Les inégalités se ressentent jusqu’au creux du lit. Alors que les hommes dorment souvent d’une traite et font parfois le tour du cadran, les femmes, elles, ont un sommeil haché et passent des nuits agitées. Victimes d’insomnies, elles peinent à mettre leur esprit en veille et ça les laisse loin de Morphée.

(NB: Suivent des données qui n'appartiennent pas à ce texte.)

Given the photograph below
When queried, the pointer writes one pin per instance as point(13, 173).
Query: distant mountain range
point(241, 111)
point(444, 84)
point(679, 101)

Des inégalités jusque sur l’oreiller
Les hommes ferment à peine les yeux qu’ils sont déjà partis au pays des rêves. Et rien ne semble pouvoir les tirer de ce sommeil de plomb, pas même le chien du voisin ou le marteau piqueur. À l’inverse, les femmes, elles, ne plient pas paupières aussi facilement. Lorsqu’elles posent la tête sur l’oreiller, elles sont happées dans une spirale infernale de pensées. « Est-ce que j’ai bien verrouillé la porte ? ». « Pourquoi j’ai dit ça tout à l’heure ? ». « Comment je vais gérer ce dossier demain au boulot ? ». Cette petite voix intérieure, qui est parfois rugissante, les tient éveillée et fait l’effet inverse des berceuses d’enfance.
Ces mesdames, en mal de sommeil, se retournent dans tous les sens, comptent les moutons et tentent quelques exercices de respiration, en vain. La nuit semble durer une éternité alors que les hommes ne la voient même pas passer. Loin de relever de la simple coïncidence, ce constat s’observe aussi dans les chiffres. Selon l’assurance maladie, 14 % des adultes de 18 à 75 ans souffrent d’insomnie chronique, dont 16,9 % des femmes et 9,1 % des hommes.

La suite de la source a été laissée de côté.